- Blaxlands Corner
- Coordinates: 33°49′24″S 151°10′19″E﻿ / ﻿33.8233°S 151.1720°E
- Country: Australia
- State: New South Wales
- City: Sydney
- LGA: Municipality of Lane Cove;
- Location: 9 km (5.6 mi) north-west of Sydney CBD;

Government
- • State electorate: Lane Cove;
- • Federal division: North Sydney;
- Postcode: 2066
Localities around Blaxlands Corner
| Lane Cove | Lane Cove | Lane Cove |
| Riverview | Blaxlands Corner | Osborne Park |
| Riverview | Longueville | Northwood |

= Blaxlands Corner =

Blaxlands Corner is a locality on the North Shore of Sydney in the state of New South Wales, Australia.

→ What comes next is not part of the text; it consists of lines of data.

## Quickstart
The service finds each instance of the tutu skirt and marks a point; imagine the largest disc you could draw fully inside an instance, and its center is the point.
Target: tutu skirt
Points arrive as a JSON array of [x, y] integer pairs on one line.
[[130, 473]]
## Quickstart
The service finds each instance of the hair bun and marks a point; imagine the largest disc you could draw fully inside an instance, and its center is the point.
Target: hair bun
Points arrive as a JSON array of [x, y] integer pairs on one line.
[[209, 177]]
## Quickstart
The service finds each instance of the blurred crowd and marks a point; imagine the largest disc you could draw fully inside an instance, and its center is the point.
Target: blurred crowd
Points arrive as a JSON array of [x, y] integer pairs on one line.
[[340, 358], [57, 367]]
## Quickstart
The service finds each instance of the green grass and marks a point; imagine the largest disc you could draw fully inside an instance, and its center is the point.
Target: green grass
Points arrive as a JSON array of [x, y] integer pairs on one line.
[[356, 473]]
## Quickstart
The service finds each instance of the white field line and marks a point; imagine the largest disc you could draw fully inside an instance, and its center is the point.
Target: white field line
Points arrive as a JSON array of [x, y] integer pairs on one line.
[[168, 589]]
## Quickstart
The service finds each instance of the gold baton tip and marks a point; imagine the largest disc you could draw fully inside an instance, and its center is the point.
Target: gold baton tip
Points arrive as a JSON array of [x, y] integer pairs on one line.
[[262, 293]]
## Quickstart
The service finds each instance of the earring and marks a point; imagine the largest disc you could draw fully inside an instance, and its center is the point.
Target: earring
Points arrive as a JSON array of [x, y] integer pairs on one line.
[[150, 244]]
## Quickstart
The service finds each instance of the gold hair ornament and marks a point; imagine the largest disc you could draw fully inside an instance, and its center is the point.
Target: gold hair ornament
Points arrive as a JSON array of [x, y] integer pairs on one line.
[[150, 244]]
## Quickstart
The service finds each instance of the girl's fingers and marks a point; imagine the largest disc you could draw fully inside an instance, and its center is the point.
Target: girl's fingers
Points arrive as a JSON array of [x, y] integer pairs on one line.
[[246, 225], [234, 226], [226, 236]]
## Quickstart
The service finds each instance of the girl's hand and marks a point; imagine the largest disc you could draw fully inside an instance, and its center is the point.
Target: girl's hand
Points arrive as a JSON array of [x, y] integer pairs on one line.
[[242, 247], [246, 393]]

Blaxlands Corner is at the intersection of Longueville Road, Northwood Road, and River Road West, in the southern part of Lane Cove adjacent to Longueville. It contains the Longueville Sporting Club, a BP service station, a bottle shop, a travel and cruise agency. Longueville Motor Bus Company built a depot at 16 Northwood Road in 1939 that was closed by successor Deanes Coaches in the mid-1970s.

It was named after Francis Blaxland who owned three acres of land in the area from the 1880s and was a grandson of Gregory Blaxland. It was recognised by the Geographical Names Board of New South Wales as a locality in 1995.